Guerreiros permanecem após as guerras – Classes D&D

Olá combatentes, eu sou Willian Vulto. Esse é mais um post da minha série de publicações que visa repensar e reinterpretar as classes de D&D e dos universos de fantasia no geral. Semana passada eu falei sobre os Ladinos, e essa semana falarei sobre os Guerreiros.

Sobre os Guerreiros

Empoderada e letal!

O Guerreiro é o profissional da guerra, tanto que o nome já deixa isso claro. É isso que significa ser um guerreiro, um soldado profissional, treinado para o combate. Assim como o Ladino é versátil com as perícias, o Guerreiro pode assumir suas possibilidades com seus muitos Talentos.

O Guerreiro brilha em tempos de guerra, podendo atuar como elo entre os militares e os aventureiros. O exército pode precisar que um grupo investigue um antigo templo perdido, ou que viaje através de uma região perigosa para enviar uma mensagem, por exemplo.

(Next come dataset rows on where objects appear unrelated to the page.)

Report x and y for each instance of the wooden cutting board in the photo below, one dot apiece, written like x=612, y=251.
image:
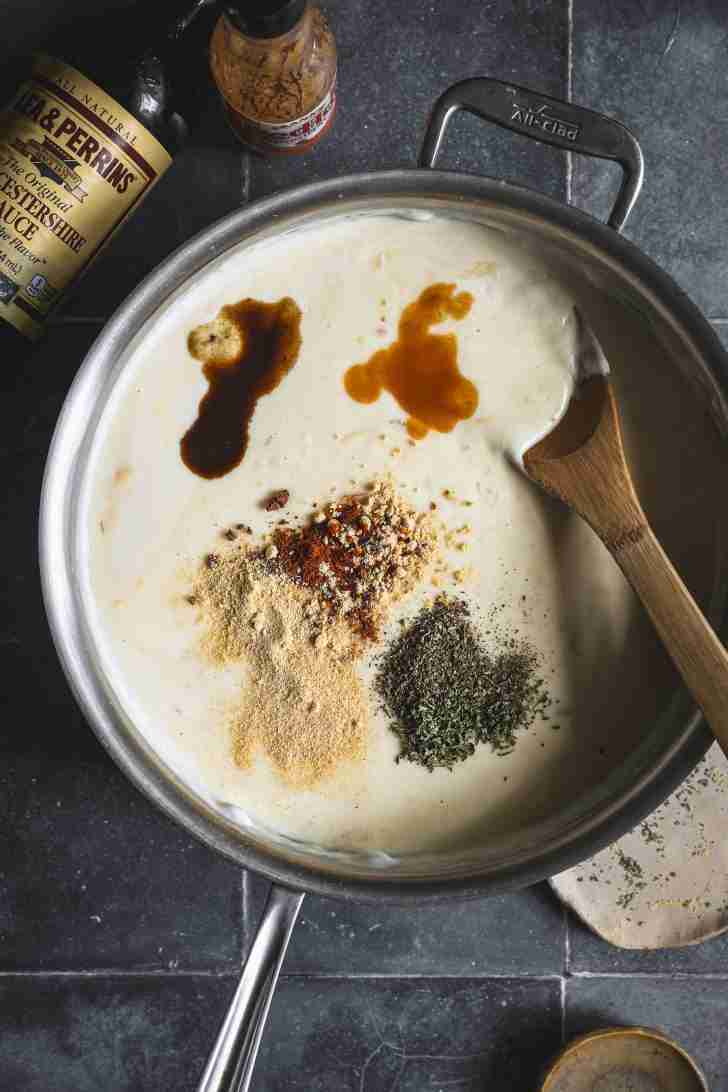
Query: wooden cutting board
x=665, y=883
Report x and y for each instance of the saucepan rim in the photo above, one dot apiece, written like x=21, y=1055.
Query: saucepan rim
x=369, y=191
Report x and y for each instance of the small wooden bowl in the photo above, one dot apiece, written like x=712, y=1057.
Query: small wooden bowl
x=623, y=1059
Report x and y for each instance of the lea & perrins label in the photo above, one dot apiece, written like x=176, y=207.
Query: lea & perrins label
x=73, y=165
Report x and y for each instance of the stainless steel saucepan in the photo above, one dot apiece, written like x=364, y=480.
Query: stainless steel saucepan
x=664, y=752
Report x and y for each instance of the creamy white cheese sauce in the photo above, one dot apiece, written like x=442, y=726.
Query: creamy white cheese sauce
x=148, y=521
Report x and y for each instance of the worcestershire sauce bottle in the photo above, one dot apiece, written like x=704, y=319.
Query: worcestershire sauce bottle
x=82, y=142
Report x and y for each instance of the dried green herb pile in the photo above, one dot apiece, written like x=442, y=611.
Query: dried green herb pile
x=446, y=693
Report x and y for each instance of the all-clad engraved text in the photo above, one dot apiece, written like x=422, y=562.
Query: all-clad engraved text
x=542, y=118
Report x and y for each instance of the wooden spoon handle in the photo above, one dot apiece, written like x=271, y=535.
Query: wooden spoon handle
x=696, y=651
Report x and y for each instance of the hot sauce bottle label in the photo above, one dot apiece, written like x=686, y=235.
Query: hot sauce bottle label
x=285, y=134
x=73, y=165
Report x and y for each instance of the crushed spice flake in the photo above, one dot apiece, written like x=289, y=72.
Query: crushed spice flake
x=277, y=500
x=357, y=555
x=445, y=692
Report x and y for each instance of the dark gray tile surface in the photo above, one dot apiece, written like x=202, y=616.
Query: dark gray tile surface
x=659, y=67
x=95, y=887
x=369, y=1035
x=126, y=1034
x=474, y=938
x=694, y=1013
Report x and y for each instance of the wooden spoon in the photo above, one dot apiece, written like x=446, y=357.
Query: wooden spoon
x=582, y=462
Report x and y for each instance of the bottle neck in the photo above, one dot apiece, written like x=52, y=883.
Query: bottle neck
x=265, y=20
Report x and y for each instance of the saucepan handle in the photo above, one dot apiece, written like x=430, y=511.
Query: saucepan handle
x=230, y=1065
x=546, y=119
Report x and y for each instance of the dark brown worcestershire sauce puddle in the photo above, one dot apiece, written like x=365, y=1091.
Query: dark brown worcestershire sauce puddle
x=419, y=369
x=246, y=353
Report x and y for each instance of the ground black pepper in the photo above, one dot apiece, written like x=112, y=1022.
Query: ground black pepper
x=445, y=692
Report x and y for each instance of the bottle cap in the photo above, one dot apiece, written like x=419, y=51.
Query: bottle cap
x=264, y=19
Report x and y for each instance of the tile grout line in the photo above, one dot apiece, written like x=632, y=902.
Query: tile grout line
x=570, y=88
x=234, y=972
x=565, y=971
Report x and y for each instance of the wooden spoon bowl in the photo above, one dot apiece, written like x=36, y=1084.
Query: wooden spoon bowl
x=582, y=462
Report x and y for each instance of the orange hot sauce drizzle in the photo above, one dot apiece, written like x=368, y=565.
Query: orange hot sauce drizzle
x=419, y=369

Nesse caso, enviar mercenários é melhor do enviar uma tropa regular, mas o comandante pode enviar um dos seus guerreiros de confiança para acompanhar o grupo.

Por outro lado, a versatilidade dos homens de armas se mostra mesmo nos tempos de paz, quando o guerreiro precisa se reinventar. Então a pergunta é: O que um soldado profissional faz quando a guerra acaba?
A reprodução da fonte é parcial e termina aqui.